Write in the language of the street, not the sanctuary. “Worship is Sundays at 10:30 am” beats “Divine Liturgy at half-ten in the nave.” There is a place for the rich vocabulary of our tradition—I’m a theologian; I love that vocabulary—but the front door is not that place. Insider language at the threshold functions as a lock, even when we mean it as poetry.
Keep it current, or take it down. An outdated website actively misinforms. The visitor who shows up at 10:00 for a service that moved to 10:30 two years ago has received a message: this community doesn’t notice the experience of newcomers. Better a sparse, accurate page than an elaborate, stale one.
Test with a stranger. This is the single most powerful tool available, and it’s free. Ask someone with no connection to your congregation—a neighbour, a colleague, your kid’s friend’s parent—to find your worship time, your address, and your accessibility information using only their phone. Watch them do it. Don’t help. Where they hesitate, you have work to do.

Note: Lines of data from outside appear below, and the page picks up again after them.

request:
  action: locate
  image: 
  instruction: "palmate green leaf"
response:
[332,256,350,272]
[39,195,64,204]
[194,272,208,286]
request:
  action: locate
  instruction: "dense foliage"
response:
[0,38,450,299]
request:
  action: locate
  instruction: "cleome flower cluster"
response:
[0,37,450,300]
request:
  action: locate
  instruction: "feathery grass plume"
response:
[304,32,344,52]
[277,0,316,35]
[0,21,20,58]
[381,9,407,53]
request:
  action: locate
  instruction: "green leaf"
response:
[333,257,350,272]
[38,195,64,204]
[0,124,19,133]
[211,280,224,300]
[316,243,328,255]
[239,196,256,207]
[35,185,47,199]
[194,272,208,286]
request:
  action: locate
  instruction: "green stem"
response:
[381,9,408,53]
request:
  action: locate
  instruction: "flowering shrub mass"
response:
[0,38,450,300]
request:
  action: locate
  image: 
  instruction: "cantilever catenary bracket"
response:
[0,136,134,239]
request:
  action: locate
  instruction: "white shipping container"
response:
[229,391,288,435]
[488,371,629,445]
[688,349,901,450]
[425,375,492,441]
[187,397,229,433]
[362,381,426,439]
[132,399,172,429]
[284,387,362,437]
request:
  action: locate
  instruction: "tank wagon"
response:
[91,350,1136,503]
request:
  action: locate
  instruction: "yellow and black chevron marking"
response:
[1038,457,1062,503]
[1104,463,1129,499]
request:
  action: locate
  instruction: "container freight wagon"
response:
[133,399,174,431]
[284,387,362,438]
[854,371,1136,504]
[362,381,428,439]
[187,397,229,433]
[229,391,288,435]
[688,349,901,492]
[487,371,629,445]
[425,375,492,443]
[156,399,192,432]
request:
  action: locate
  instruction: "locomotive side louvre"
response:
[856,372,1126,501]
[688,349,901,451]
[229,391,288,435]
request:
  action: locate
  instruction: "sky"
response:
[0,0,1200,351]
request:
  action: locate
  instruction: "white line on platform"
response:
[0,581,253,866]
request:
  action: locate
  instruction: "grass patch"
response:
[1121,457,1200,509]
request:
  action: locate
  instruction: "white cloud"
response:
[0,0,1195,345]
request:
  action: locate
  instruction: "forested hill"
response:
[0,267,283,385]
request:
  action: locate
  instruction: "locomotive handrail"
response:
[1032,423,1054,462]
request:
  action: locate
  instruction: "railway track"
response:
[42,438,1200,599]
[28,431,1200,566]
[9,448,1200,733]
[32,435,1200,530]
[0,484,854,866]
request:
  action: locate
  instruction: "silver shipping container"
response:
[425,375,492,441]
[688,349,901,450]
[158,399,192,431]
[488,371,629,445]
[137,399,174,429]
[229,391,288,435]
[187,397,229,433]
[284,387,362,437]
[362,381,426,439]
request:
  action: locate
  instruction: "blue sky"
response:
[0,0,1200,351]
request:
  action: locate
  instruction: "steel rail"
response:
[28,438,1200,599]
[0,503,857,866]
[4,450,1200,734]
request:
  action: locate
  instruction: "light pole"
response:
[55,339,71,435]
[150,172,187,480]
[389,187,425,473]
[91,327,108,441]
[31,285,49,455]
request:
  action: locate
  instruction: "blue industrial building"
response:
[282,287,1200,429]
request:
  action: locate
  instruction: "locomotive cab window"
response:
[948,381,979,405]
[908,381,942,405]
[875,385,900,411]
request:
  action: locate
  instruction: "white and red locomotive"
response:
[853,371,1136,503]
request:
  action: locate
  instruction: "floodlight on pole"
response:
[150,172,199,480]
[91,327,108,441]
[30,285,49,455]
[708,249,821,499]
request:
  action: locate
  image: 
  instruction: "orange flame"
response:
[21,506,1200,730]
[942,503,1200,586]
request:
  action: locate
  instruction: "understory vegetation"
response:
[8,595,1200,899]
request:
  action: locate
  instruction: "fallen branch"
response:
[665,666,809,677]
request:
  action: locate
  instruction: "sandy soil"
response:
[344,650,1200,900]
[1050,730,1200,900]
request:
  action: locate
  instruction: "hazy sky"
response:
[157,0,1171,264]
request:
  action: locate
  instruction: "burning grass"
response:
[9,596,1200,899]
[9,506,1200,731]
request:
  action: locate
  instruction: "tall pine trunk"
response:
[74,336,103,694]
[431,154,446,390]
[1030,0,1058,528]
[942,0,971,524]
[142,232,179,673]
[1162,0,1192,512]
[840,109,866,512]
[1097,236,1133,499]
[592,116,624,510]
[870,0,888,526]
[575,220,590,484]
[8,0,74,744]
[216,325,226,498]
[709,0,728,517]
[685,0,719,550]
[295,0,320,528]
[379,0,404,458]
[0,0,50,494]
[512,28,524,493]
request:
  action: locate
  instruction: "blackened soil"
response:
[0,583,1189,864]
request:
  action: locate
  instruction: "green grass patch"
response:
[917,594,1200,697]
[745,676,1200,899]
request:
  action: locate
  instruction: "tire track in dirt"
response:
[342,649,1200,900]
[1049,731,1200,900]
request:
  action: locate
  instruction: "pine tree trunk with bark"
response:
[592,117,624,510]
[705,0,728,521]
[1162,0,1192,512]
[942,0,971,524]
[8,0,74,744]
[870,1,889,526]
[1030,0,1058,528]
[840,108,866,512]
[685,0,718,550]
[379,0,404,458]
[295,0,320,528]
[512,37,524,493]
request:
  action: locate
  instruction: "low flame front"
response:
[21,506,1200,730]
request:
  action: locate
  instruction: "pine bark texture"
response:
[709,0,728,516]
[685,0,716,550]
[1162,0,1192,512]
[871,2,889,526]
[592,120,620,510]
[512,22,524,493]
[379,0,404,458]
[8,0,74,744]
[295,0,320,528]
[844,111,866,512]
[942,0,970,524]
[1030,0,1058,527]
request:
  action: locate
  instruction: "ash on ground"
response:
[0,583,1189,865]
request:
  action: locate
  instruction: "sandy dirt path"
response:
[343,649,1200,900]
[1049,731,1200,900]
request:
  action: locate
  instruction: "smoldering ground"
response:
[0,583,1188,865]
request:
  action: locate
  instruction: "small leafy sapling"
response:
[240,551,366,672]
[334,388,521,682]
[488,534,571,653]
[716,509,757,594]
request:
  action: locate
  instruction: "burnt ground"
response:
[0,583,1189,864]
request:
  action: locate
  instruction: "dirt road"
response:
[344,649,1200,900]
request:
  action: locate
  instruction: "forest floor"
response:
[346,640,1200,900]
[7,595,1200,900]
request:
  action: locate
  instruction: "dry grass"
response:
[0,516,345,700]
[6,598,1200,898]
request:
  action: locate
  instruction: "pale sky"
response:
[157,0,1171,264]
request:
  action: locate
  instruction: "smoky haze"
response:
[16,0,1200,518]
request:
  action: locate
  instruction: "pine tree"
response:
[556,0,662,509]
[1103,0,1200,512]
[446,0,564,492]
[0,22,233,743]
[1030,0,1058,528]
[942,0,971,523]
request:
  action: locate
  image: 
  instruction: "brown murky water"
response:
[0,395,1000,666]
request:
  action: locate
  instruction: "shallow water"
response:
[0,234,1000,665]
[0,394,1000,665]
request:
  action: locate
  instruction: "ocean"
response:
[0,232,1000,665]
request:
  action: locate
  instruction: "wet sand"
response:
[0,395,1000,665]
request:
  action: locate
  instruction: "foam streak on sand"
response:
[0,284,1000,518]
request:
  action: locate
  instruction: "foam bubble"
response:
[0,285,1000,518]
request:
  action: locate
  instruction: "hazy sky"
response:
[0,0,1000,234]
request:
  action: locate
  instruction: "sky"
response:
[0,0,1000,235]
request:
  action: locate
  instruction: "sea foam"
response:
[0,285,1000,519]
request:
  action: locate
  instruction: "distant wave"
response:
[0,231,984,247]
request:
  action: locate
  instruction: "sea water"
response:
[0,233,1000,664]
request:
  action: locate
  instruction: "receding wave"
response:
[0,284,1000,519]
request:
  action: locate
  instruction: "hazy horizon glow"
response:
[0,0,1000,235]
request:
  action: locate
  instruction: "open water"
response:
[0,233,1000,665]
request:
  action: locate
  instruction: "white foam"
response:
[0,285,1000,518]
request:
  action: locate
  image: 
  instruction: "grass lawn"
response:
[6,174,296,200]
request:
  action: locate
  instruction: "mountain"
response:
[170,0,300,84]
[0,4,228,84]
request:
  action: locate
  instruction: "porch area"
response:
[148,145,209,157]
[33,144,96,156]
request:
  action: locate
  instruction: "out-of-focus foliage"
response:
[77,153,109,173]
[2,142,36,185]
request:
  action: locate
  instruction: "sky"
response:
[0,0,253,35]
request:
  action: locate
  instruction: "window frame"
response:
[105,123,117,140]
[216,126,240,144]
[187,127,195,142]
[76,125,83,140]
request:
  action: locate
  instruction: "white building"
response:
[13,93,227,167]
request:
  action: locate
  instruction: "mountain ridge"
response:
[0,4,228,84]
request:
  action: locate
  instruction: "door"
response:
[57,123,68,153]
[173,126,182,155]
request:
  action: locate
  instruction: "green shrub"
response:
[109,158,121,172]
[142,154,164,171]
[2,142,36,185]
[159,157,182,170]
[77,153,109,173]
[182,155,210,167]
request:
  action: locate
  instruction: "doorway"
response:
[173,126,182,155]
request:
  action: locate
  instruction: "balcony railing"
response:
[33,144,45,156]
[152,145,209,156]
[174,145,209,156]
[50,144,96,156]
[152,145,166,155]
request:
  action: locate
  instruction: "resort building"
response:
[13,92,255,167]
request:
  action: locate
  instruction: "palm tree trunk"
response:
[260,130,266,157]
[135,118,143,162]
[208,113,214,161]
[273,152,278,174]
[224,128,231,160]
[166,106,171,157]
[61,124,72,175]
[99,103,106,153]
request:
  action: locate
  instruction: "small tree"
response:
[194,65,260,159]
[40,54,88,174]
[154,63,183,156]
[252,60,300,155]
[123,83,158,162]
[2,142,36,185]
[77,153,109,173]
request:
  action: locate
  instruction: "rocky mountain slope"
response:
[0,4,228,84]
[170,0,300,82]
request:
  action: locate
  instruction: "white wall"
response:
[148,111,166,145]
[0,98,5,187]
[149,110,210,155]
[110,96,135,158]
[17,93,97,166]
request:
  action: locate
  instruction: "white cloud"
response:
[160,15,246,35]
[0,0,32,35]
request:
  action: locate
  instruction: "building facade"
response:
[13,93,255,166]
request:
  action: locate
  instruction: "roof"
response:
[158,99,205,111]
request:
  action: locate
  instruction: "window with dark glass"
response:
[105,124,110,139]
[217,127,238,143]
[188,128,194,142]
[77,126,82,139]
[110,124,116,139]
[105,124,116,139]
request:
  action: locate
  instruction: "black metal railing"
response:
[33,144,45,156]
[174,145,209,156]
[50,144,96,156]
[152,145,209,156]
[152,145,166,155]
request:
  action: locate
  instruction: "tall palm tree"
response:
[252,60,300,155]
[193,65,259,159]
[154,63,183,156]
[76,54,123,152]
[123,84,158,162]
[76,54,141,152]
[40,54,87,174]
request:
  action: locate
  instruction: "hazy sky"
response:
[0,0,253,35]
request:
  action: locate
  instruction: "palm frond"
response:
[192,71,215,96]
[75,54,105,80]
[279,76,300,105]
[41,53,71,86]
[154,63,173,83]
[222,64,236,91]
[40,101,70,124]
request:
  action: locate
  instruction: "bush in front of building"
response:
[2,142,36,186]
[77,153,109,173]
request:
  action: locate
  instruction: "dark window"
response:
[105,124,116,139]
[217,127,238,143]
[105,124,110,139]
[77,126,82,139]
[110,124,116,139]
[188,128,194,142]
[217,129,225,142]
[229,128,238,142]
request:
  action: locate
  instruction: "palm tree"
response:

None of this requires a budget line or a consultant. It requires a shift in posture: from broadcasting what we want to say to designing for what others need to receive. That shift is humbling in the way all genuine hospitality is humbling—it asks us to decenter ourselves, to imagine the stranger’s experience as carefully as we curate our own.
The good news, in every sense, is that this is deeply learnable. Congregations that make this shift discover it changes more than their websites. Once you’ve practiced asking “what does the receiver actually need?” about a homepage, you start asking it about the bulletin, the annual meeting, the welcome at the door, the sermon. You start communicating like people who actually expect strangers to show up—and who intend, when they do, to be findable.
Ten seconds. That’s the test. Go run it on your own congregation’s site, and tell me what you find.


There is an assumption within the United Church that we are all good communicators. The truth is harsh. We are not. As you say, we communicate in our own churchy language and churchy place. We communicate to ourselves in our unrecognized and unacknowledged echo chamber. That was not true a generation or more ago.
The United Church has always been focused on communication. Our original imprint was Ryerson Press. We had the United Church Publishing House. The Methodist church publishing house at 299 Queen St. West, later bought by Moses Znaimer, became our national office and eventually the main studio of CITYTV. We had a Division of Communication and Berkely Studio, who did remarkable things in various media for decades. There is probably a PhD in church history in all of that.
In the 1990's the Division of Communication, created "Pen, Paper Parlour and Pew". Don Genge was the author. The simple, user-friendly binder which was a "how to" manual on church bulletins, bulletin boards, graphic design and the early use of computers and copiers.
The internet was a toddler then. The United Church was there through an ecumenical, international network partnership called Ecunet. It even-pre-dated the internet by several years. Dr. David Lougheed of VST was an earliest driver behind Ecunet and it's United Church iteration, UCHUG or United CHurch Users Group. There is another untold story there.
The United Church shut down DivCom in 2000, mostly for economic reasons. Berkely Studio was absorbed, restructured and eventually disappeared. We are left with United Church Resource Distribution, or UCRD. It fulfills orders through Shopify.
Our communication skills need a serious reboot. I have seen many position descriptions for ministers in the last few years which say "Skills in Microsoft Word, PowerPoint and Office required." But where do we learn those skills and concepts as you outline that are specific to the church? I see and hear nothing but crickets. But then I am a luddite. I still use WordPerfect.